Tidings of this sort could do that. A very large expeditionary army sent to take a barbarian capital city, but not securing its supply lines … and forgetting the siege equipment for when it arrived before the walls?
What did that demand, for those responsible? What form of execution was adequate, even if the general of that army was the much-loved Wu Tong, who had devised the network that had created this garden?
Wu Tong himself had evidently fled south ahead of his army. He was still in the west, keeping away from court. Still alive. Sending artifacts and trees for the Genyue.
What Dejin had heard, disturbingly, was that in the retreat through the desert, harassed by barbarians all the way south, the starving, thirst-maddened soldiers of Kitai had begun killing their officers and drinking their blood.
People in the countryside ate each other (and their children) in times of extreme famine; it was a sad truth of a hard world. But for the discipline of a Kitan army to break down so utterly? That was terrifying. It brought to mind all the histories of what armies—and their generals—could do if not firmly held in check, under control.
Better, in some ways, an incompetent, preening, greedy general like Wu Tong than some brilliant leader with the love of his soldiers. His soldiers. Not the emperor’s.

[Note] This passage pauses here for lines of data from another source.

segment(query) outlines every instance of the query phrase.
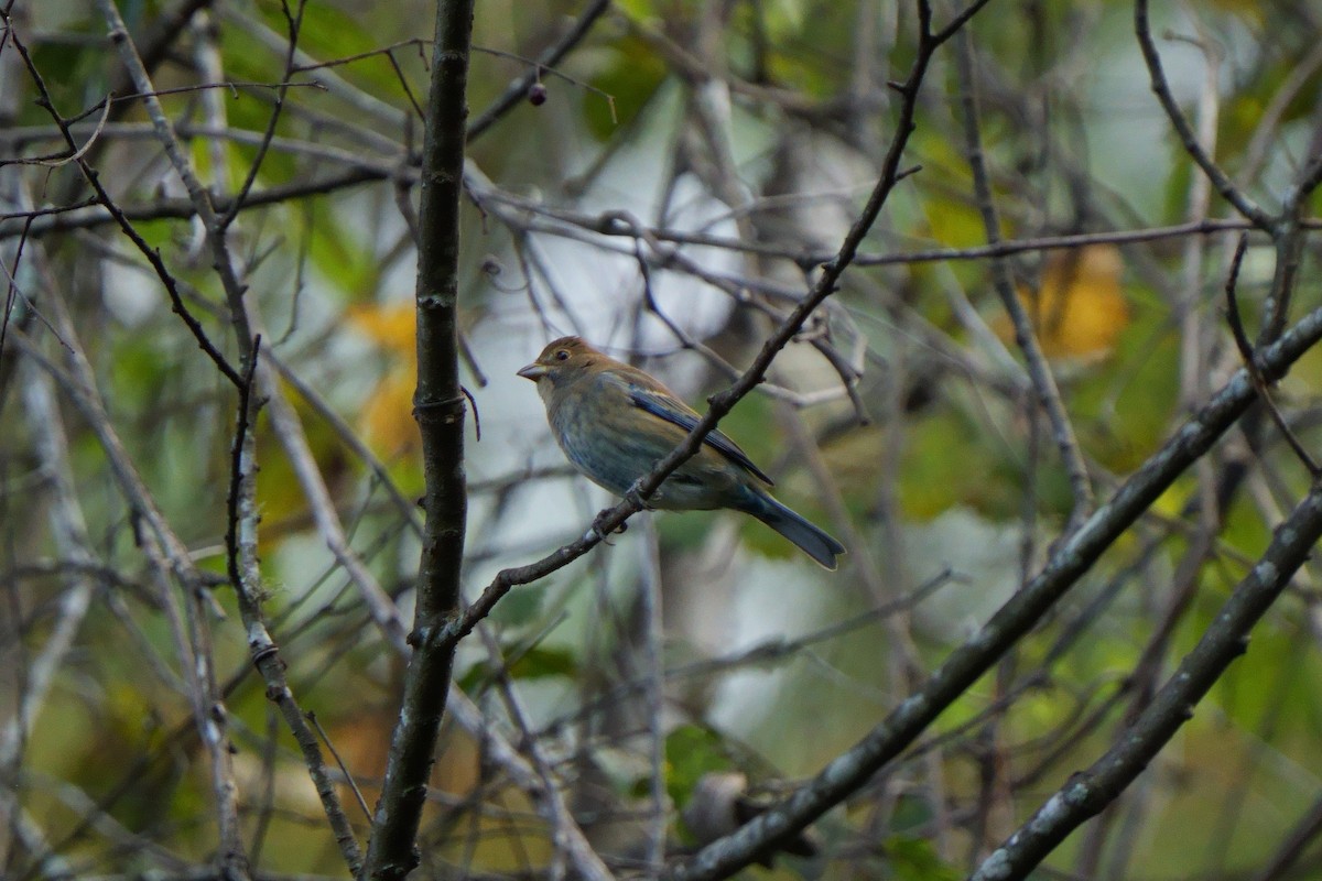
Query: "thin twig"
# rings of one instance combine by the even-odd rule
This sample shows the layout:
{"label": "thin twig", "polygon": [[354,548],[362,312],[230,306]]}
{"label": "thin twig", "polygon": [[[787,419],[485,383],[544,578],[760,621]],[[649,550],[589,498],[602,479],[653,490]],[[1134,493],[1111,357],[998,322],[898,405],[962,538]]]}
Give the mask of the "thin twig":
{"label": "thin twig", "polygon": [[1281,431],[1281,436],[1285,437],[1285,442],[1290,445],[1290,449],[1303,462],[1303,468],[1307,469],[1309,476],[1317,479],[1322,477],[1322,469],[1318,464],[1313,461],[1313,456],[1309,454],[1300,439],[1294,436],[1290,429],[1289,423],[1285,421],[1285,416],[1281,409],[1276,405],[1276,400],[1272,398],[1272,390],[1266,384],[1266,379],[1263,378],[1263,371],[1257,366],[1257,359],[1253,353],[1253,343],[1249,342],[1248,334],[1244,333],[1244,321],[1240,318],[1239,299],[1235,296],[1236,281],[1239,280],[1240,263],[1244,260],[1244,251],[1248,247],[1248,234],[1241,232],[1239,243],[1235,246],[1235,256],[1231,260],[1229,273],[1225,276],[1225,322],[1231,326],[1231,335],[1235,337],[1235,347],[1239,349],[1240,361],[1244,362],[1244,369],[1248,370],[1248,375],[1253,380],[1253,388],[1257,390],[1259,398],[1263,399],[1263,405],[1266,407],[1266,412],[1270,413],[1272,421]]}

That choice between evils, thought Hang Dejin, had become part of this dynasty, and they were all involved in it here at court.
Your thoughts were your own. What he said, as the emperor gazed coldly down at him, was, “My humblest apologies, celestial lord. That the serenity of this garden should be marred by such tidings is a grief to me. Shall I have the gardener removed from the imperial presence? He must be punished, of course.”
“The gardener stays,” said Wenzong. Too bluntly. This remained an unbalanced moment. “His son has died. He will not be punished. He told us only truth.” He paused. “We have sent for Kai Zhen.”
Hearing that—just the name, without the title—it became an exercise in self-mastery for the prime minister not to smile.
For safety, he lowered his head as if in chastened acquiescence to the majesty of the imperial will. After a precisely timed pause, he murmured, “If the esteemed deputy prime minister is to be with us soon, perhaps my lord will be good enough to assist his servant by reviewing two letters I have received today. The calligraphy in both is exceptional.”
He handed up the second letter first, the one in which the brush strokes would not be familiar.
He still knew how to talk to Wenzong. Of course he did. He’d tutored him as a boy.
The emperor reached down and took the letter from his hand. He glanced at it casually, then looked more closely. He sat at the dark-green marble desk, and read.
He looked up. “This is a character-filled hand. A man of conviction and integrity.”
It had to be said quickly, lest the emperor feel he’d been deceived: “It is a woman writing, gracious lord. I, too, was greatly surprised.”
Wenzong’s expression would have been diverting at a less significant moment. The light was good and he was close enough—Dejin could still see.
The emperor’s mouth opened above the thin, dark beard, as if to exclaim aloud. Then it closed again as he turned back to the letter from Lady Lin Shan, daughter of Court Gentleman Lin Kuo.
There was an interval of stillness. Dejin heard the breeze in the leaves of trees, and autumn birdsong, and the frightened breathing of the gardener, still face down on the path, still trembling.